Durante la comida en el restaurante Victoria (en la que Antonio Alonso cede todas las gambas de su paella a Lluís, cosas de la hermandad que los une; casualidades del destino, incluso hicieron la mili juntos en Lleida), la conversación se centra en la época en la que compartieron la abuhardillada tercera planta de la Casa de la Caritat. Sami hace una serie de signos con las manos para mostrar hasta qué punto tenían que espabilar allí dentro: «A ver, ¿qué significa esto?», reta a los presentes mientras golpea tres dedos contra un puño o se pasa suavemente una mano por la cara o por una oreja como si jugara al mus. A cada señal contesta rápidamente el pizpireto Antonio, mientras Lluís acierta solo algunas veces: «Rabia, niña, tacaño, hombre, pan con chocolate, monja...», suelta raudo Antonio, para sus amigos Niero (así llamado por un problema infantil de dicción). Aprendieron el significado de esos signos en aquel último piso de la Casa de la Caritat, donde los niños dormían en un ala del edificio y las niñas en otra. «Era la única separación, porque allí estábamos todos revueltos», comenta Sami. Estaban revueltos con «ciegos y mudos», de los que aprendieron su lenguaje para comunicarse. «Eso no ocurre en la vida corriente. Eso nos espabiló», añade.

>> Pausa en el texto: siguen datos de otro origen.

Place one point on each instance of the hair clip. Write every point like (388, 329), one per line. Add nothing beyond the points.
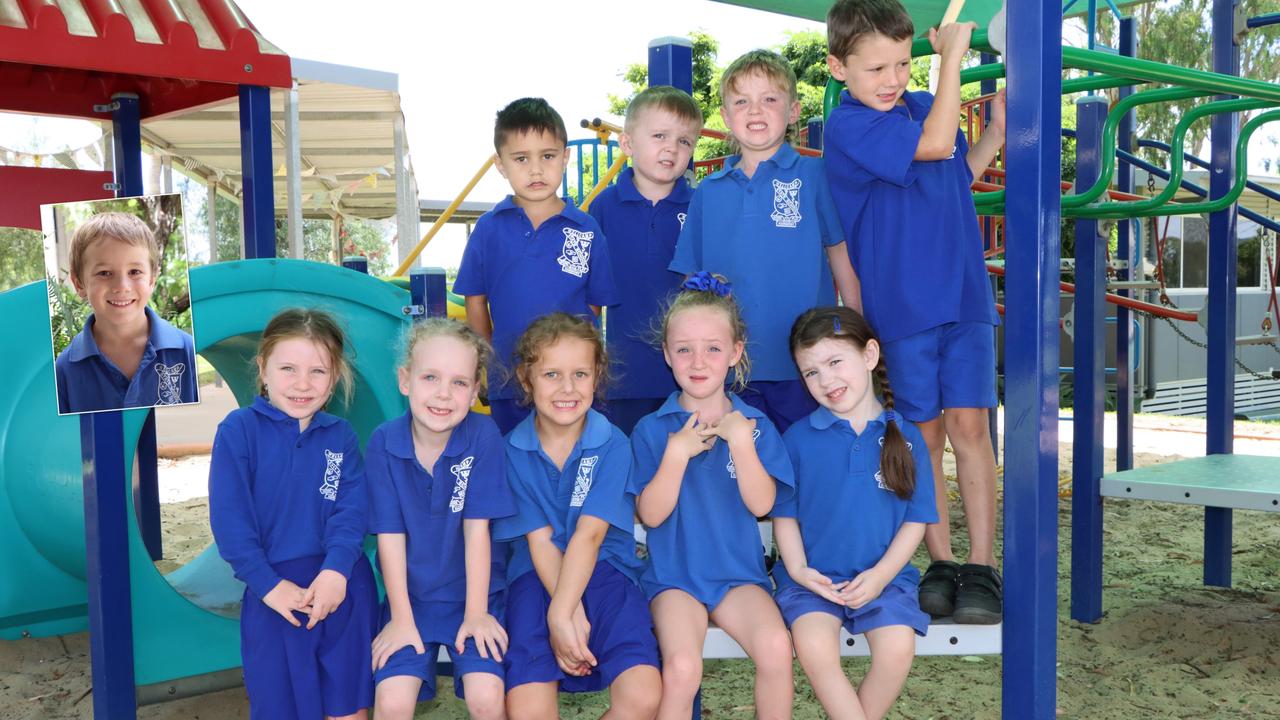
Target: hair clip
(702, 281)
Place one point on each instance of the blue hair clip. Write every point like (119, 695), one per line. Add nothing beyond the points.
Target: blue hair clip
(702, 281)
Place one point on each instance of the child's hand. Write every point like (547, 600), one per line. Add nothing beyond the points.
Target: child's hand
(996, 122)
(864, 588)
(818, 584)
(732, 428)
(568, 637)
(691, 440)
(325, 595)
(284, 598)
(488, 633)
(394, 636)
(951, 40)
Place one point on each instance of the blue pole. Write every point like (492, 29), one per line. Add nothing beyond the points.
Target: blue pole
(1089, 397)
(1220, 381)
(106, 564)
(259, 199)
(1128, 46)
(671, 62)
(1033, 209)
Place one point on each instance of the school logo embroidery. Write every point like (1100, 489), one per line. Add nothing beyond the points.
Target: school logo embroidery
(755, 436)
(583, 483)
(332, 474)
(170, 379)
(786, 204)
(576, 253)
(461, 474)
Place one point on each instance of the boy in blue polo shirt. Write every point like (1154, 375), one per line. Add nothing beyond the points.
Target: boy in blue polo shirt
(126, 355)
(900, 171)
(533, 254)
(643, 214)
(767, 222)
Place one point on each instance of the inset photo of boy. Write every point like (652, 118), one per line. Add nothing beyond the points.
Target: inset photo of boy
(119, 304)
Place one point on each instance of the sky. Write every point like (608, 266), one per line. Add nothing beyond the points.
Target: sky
(457, 67)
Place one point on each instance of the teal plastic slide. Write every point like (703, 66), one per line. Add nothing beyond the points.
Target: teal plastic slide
(186, 624)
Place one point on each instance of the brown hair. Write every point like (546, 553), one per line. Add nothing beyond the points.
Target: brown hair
(842, 323)
(548, 329)
(663, 98)
(850, 21)
(316, 326)
(123, 227)
(688, 299)
(425, 329)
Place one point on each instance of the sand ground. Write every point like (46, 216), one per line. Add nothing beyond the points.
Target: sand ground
(1166, 647)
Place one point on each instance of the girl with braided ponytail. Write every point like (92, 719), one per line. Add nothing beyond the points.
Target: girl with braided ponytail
(863, 495)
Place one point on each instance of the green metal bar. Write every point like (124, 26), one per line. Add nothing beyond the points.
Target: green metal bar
(1242, 176)
(1150, 71)
(1137, 208)
(1109, 139)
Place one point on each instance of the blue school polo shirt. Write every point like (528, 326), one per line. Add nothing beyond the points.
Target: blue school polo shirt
(469, 482)
(768, 235)
(593, 482)
(275, 493)
(848, 518)
(641, 242)
(711, 542)
(912, 226)
(525, 273)
(167, 376)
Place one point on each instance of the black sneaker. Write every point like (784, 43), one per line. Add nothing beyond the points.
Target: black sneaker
(938, 588)
(979, 595)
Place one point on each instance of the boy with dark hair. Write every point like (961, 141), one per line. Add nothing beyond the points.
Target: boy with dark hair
(533, 254)
(900, 172)
(643, 214)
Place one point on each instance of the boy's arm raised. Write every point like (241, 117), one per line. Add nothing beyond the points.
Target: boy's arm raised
(938, 137)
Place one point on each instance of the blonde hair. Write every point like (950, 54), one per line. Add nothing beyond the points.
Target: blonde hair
(549, 329)
(663, 98)
(123, 227)
(320, 328)
(425, 329)
(689, 299)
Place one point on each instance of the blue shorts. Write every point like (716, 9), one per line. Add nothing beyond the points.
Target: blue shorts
(784, 401)
(621, 632)
(626, 411)
(438, 627)
(951, 365)
(297, 673)
(895, 606)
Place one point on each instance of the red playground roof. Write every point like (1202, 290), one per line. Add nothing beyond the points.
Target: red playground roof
(63, 57)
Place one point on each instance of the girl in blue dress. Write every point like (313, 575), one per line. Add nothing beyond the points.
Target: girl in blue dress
(288, 507)
(863, 496)
(707, 465)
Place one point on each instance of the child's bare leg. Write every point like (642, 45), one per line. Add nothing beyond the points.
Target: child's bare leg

Cada jueves, los cuatro ´ibicencos´ de la Casa de la Caritat comparten sus recuerdos y sus experiencias, pero ante todo mantienen esos lazos invisibles que los han unido desde hace ocho décadas. Un denominador común subyace en sus vidas, como en las de los huérfanos acogidos por el doctor Wilbur Larch en ´Príncipes de Maine, reyes de Nueva Inglaterra´: aunque en el caso de Antonio Alonso lo intentaran, nadie los llegó a adoptar. Y eso marca.